Rich Country, Poor Chances? How Institutions and Resources Shape School-to-Work Transitions of Disadvantaged Students in Germany
Thursday, 19 July 2018: 18:30
Location: 716B (MTCC SOUTH BUILDING)
Germany is a rich country with a pronounced educational expansion over the past decades. Yet, educational inequality in Germany remains among the highest in industrialized countries. About 8% of a student cohort leaves general schooling without any educational degree. This group is particularly vulnerable at the transition to vocational training and the labor market. Students without any degree come from the lowest track of the stratified regular school system and from special-needs schools. The assignment to these school types differs by student ability, but assignments also vary by region, proximity to schools, and administrative practices. As a result, students with very similar (low) basic competencies are found in both school types. Depending on these institutional contexts, students experience differential support in school and especially in their transitions into the vocational training system and the labor market. In our paper, we analyze the pathways of students with similar cognitive ability: Do comparable school leavers face the same disadvantages at labor market entry, or do students from special-needs schools suffer from additional stigmatization? How effective is the support program for special need students to overcome their low chances of a successful labor market entry? What is the role of social, cognitive and motivational resources (“agency”) besides institutional constraints and support for labor market integration?

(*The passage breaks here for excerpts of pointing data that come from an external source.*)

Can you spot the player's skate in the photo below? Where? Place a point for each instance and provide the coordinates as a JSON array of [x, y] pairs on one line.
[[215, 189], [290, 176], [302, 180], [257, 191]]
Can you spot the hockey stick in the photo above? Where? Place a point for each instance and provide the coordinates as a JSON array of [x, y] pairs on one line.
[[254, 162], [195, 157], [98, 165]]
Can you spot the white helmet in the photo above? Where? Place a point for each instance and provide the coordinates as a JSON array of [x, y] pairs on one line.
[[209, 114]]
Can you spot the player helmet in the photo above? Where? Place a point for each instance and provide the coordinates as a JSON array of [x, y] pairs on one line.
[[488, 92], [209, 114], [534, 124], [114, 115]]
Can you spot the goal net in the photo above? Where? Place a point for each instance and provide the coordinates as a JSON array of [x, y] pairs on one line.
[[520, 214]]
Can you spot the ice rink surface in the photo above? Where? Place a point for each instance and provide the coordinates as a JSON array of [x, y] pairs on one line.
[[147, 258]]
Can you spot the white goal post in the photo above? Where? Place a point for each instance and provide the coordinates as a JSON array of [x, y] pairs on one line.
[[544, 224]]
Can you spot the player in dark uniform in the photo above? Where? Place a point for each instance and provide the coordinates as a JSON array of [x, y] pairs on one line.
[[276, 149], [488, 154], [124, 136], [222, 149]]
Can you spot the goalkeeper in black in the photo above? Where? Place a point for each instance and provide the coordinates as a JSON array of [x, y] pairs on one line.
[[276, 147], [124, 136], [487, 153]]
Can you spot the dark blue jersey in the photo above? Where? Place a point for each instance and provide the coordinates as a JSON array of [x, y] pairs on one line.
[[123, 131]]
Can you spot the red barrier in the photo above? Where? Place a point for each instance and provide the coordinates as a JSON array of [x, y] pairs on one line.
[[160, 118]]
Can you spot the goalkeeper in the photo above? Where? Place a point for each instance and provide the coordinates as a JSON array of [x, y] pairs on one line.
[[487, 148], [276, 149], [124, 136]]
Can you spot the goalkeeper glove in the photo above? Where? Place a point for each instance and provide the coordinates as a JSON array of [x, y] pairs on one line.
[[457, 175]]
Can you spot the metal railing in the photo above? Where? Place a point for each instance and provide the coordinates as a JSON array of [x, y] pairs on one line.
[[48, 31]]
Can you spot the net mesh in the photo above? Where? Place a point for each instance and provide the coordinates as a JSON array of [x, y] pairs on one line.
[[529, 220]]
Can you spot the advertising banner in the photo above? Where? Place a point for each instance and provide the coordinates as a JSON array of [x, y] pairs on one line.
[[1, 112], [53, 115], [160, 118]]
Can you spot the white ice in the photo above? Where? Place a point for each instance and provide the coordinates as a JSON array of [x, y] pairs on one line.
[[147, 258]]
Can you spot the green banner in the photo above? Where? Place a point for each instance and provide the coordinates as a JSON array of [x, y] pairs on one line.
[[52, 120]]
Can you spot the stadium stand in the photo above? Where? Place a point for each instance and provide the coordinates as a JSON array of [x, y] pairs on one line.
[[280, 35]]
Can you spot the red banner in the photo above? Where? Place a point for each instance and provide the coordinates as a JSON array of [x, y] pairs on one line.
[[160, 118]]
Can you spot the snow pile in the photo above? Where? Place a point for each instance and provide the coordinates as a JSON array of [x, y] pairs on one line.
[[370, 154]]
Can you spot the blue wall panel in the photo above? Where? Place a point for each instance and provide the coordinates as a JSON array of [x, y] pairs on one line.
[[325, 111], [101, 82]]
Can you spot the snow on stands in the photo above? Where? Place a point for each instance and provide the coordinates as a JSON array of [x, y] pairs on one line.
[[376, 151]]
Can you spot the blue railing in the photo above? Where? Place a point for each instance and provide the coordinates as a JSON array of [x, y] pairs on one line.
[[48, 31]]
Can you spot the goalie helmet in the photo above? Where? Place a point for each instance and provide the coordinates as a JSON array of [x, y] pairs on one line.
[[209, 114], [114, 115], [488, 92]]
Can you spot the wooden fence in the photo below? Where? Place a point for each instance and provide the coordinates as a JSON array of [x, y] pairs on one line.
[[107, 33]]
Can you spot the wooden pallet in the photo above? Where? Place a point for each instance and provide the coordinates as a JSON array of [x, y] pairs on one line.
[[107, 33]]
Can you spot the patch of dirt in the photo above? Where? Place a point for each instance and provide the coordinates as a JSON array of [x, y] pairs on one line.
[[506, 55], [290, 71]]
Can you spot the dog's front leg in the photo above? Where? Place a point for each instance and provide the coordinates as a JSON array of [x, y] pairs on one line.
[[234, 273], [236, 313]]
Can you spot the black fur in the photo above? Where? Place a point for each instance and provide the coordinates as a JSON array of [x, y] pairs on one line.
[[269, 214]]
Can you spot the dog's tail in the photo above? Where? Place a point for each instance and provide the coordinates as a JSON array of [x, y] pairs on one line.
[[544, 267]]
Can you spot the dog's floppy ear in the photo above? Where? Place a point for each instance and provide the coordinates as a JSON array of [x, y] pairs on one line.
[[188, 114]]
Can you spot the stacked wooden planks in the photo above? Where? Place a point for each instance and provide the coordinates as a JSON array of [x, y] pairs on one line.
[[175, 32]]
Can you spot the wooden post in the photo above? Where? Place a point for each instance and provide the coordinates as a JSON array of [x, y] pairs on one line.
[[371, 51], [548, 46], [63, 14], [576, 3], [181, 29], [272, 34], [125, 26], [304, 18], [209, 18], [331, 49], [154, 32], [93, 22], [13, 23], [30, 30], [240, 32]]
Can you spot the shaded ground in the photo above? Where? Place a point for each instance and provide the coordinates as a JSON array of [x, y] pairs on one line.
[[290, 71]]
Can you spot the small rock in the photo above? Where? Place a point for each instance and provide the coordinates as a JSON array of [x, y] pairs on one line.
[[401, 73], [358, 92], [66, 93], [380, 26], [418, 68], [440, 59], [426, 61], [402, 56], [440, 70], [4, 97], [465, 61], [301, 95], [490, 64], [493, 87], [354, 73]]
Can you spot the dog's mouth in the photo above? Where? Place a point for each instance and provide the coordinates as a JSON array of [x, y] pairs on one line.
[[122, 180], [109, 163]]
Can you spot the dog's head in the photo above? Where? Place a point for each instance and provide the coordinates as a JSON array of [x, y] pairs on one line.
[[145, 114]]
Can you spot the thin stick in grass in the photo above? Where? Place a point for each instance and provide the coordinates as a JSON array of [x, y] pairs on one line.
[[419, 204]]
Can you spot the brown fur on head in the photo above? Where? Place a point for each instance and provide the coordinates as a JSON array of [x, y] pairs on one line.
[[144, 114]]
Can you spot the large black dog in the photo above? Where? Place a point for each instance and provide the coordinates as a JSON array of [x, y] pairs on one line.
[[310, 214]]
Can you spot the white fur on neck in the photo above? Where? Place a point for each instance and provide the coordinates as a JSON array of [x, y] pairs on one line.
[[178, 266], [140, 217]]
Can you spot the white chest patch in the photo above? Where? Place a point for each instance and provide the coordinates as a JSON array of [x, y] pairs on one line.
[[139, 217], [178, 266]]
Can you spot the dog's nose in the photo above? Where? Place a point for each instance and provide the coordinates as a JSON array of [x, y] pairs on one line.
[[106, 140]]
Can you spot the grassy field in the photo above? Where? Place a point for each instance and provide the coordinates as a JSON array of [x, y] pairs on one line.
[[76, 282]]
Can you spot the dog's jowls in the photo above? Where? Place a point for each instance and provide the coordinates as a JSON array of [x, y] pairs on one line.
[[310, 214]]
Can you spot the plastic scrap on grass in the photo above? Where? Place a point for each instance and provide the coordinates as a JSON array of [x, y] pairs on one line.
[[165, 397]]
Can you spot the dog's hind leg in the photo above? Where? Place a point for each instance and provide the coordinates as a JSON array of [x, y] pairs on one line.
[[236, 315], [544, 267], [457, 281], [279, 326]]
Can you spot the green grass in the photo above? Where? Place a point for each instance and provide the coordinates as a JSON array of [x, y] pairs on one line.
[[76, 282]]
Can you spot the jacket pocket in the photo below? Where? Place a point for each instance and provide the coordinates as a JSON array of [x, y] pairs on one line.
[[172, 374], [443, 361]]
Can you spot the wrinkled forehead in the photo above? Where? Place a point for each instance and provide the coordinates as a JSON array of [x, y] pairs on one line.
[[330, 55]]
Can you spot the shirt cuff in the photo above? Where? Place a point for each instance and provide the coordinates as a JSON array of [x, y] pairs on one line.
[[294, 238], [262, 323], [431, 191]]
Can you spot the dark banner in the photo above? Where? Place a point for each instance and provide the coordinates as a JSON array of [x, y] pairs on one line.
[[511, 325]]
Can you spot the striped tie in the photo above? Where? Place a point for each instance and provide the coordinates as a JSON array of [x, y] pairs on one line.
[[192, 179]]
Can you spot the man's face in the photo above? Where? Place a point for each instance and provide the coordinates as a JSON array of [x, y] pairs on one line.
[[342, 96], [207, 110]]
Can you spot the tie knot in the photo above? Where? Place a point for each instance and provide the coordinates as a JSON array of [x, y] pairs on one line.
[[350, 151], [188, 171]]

We use data from the German National Educational Panel Study (NEPS). Due to an oversampling of low-achieving students, the data sets offer the unique possibility to compare students from special-needs schools with similar students from regular schools. In our analyses, we first employ sequence analysis to illustrate pathways to labor market integration for all low-achieving students. In a second step, we match students from different school types and model their employment status at the end of the observation frame, controlling for the differential support they received.